Aprovada pela Secretaria de Estado da Saúde, a resolução faz parte do esforço do governo paulista em implementar a política estadual de fornecimento gratuito de medicamentos à base de cannabis e prepara o terreno para que o tratamento seja disponibilizado aos pacientes. A previsão da pasta é que a distribuição dos produtos derivados da planta comece ainda neste mês.

De acordo com a resolução, terão direito a receber os remédios à base de cannabis os pacientes com diagnóstico de síndrome de Dravet, síndrome de Lennox-Gastaut e complexo da esclerose tuberosa, que apresentem epilepsia refratária às terapias convencionais — ou seja, casos em que as crises epiléticas são difíceis de controlar com os medicamentos tradicionais.

Leia também: São Paulo se prepara para produzir medicamentos de cannabis

Outro critério de inclusão no tratamento é que o paciente tenha ao menos quatro crises epiléticas ao mês, mesmo utilizando dois ou mais medicamentos (ao mesmo tempo ou não), durante pelo menos três meses.
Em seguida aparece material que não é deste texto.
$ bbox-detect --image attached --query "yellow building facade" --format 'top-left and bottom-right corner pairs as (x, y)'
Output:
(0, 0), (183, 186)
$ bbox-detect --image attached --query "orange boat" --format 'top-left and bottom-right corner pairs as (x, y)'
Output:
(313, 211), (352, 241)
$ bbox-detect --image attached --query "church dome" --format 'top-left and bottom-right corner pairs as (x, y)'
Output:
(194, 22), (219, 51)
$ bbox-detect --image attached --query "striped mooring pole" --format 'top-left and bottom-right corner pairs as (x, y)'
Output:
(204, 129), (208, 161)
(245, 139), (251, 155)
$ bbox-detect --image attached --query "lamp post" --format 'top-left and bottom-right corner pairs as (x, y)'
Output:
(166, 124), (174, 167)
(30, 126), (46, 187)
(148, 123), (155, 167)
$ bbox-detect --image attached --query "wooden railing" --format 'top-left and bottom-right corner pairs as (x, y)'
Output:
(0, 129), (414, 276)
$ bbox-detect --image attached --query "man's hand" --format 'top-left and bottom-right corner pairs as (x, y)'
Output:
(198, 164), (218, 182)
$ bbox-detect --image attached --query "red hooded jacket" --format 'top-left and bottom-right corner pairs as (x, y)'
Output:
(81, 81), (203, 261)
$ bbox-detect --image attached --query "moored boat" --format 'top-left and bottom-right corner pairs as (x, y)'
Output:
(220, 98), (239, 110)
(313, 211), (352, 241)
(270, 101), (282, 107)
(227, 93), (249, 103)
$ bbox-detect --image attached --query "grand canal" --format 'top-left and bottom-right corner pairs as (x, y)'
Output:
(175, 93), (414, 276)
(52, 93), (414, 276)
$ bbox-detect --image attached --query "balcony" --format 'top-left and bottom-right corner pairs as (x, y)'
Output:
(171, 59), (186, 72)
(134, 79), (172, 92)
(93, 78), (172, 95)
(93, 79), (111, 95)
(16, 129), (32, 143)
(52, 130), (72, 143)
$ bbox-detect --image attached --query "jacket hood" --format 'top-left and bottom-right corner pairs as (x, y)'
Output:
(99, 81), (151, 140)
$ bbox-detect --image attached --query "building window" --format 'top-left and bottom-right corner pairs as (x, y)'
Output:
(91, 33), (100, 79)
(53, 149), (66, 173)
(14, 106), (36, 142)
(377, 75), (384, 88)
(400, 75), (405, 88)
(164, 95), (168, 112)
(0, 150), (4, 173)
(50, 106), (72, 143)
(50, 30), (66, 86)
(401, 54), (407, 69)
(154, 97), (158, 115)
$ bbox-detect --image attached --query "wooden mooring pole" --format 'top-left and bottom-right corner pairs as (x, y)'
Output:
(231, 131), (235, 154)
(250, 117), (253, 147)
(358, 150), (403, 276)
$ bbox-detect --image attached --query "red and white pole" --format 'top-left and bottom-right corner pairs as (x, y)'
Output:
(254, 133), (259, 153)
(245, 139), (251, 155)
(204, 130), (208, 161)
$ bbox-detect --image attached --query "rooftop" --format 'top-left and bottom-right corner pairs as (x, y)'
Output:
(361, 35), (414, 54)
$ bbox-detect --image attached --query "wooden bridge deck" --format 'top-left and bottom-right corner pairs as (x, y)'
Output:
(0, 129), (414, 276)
O paciente também deve apresentar falha terapêutica aos tratamentos propostos pelo protocolo clínico para epilepsia do Ministério da Saúde.

Atendidos esses critérios, uma série de documentos e exames devem ser apresentados para o recebimento dos medicamentos de cannabis no SUS Paulista.

Os médicos devem preencher um formulário de solicitação especial com a quantidade do produto prescrita para os seis primeiros meses, o número de crises epiléticas que o paciente tem por mês e o medicamento convencional que será utilizado no tratamento — o protocolo permite que os remédios derivados da cannabis sejam indicados somente como opção terapêutica complementar.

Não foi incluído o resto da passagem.